Netanyahu declaró: “Estamos ahogando a Hamas. Controlamos el 60% del territorio”, y agregó que su intención es llegar al 70%. Este movimiento se interpreta como un incumplimiento del acuerdo de cese al fuego, que estipulaba una retirada israelí detrás de una “línea amarilla,” correspondiente aproximadamente al 53% de Gaza.
La escalada llega menos de dos semanas después de que Netanyahu admitiera que las fuerzas israelíes ya controlaban el 60% del territorio. Grupos humanitarios recibieron recientemente un mapa militar israelí que indicaba un control del 64%, cifra que el primer ministro ha superado con su nueva directriz.
Cabe recordar que el alto el fuego de octubre de 2025, promovido por el entonces presidente Donald Trump, puso fin a una guerra que había comenzado tras un ataque de Hamas el 7 de octubre de 2023, considerado el más letal contra civiles israelíes desde la fundación del Estado.

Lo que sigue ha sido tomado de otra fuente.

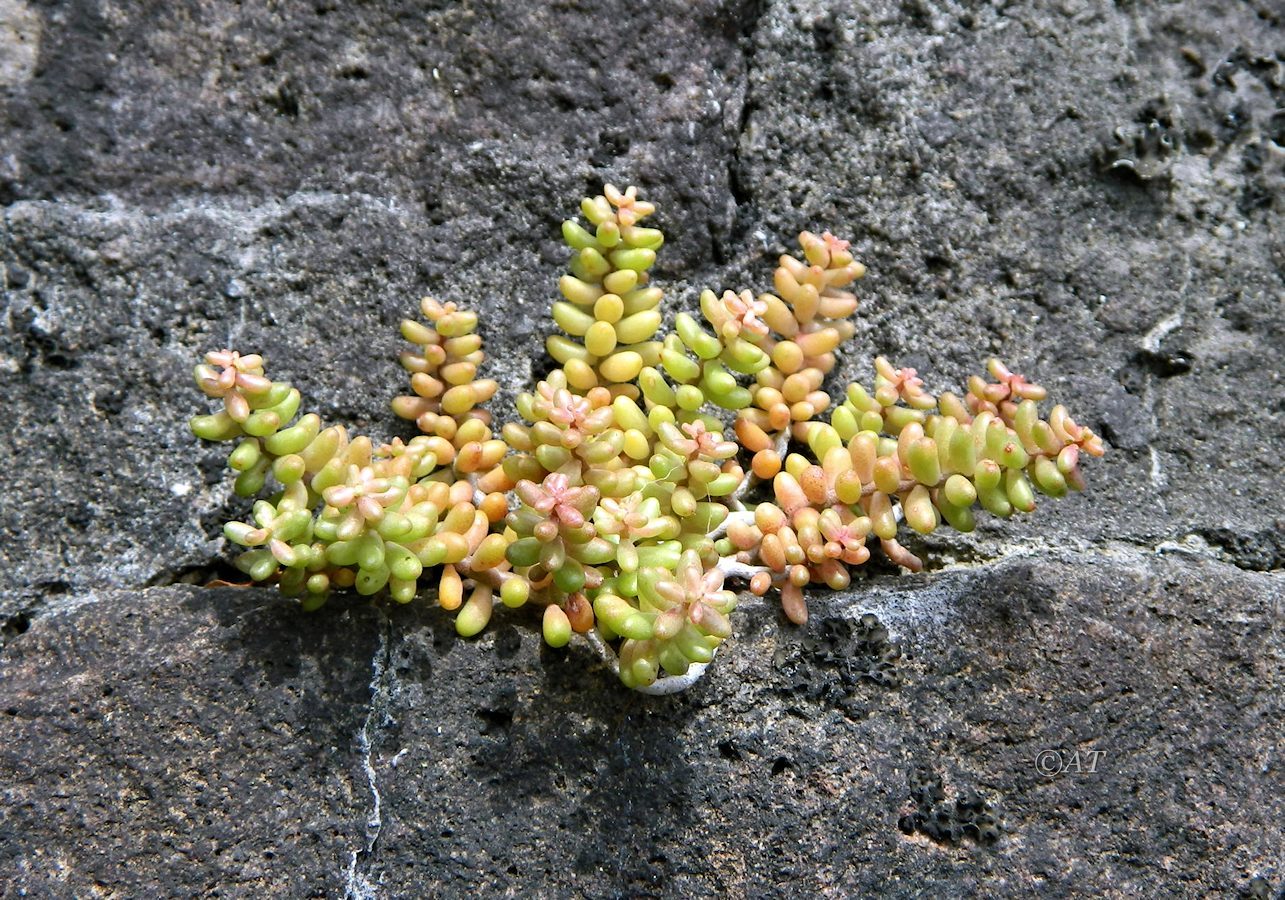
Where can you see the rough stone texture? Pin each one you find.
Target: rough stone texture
(1091, 190)
(1119, 714)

La primera fase de la tregua permitió la liberación de rehenes a cambio de prisioneros palestinos, un proceso que concluyó en enero de 2026.
Sin embargo, la segunda fase del acuerdo, que contempla el desarme de Hamas y la retirada de las fuerzas israelíes, ha estado estancada. Israel ha continuado sus operaciones, mientras que Hamas se niega a desarmarse y los cinco países que prometieron tropas para una Fuerza Internacional de Estabilización no han hecho contribuciones sustanciales.
Nickolay Mladenov, diplomático búlgaro al frente del Consejo de Paz para Gaza, creado por la resolución 2803 del Consejo de Seguridad de la ONU, ha advertido sobre la posibilidad de un estancamiento permanente. “El statu quo no puede ser una opción”, declaró Mladenov, sugiriendo que Gaza podría permanecer dividida bajo un control inefectivo, con Hamas gobernando a más de dos millones de personas en menos de la mitad del territorio.
Las acusaciones entre Israel y Hamas de violar la tregua se intensifican. Israel alega que Hamas se rearma y que sus fuerzas han sido atacadas; por otro lado, Hamas sostiene que los bombardeos, que no han cesado desde octubre, son la verdadera violación del acuerdo. Organizaciones no gubernamentales han denunciado la situación “catastrófica” que enfrentan más de dos millones de palestinos, atrapados en un terreno en crisis.
Mladenov ha expresado que, sin avances en la segunda fase, la “línea amarilla” podría transformarse en una separación permanente, un escenario que Netanyahu parece ignorar. A medida que la situación evoluciona, el futuro de Gaza y de las relaciones israelo-palestinas sigue siendo incierto, dejando a la comunidad internacional en un estado de expectación y preocupación.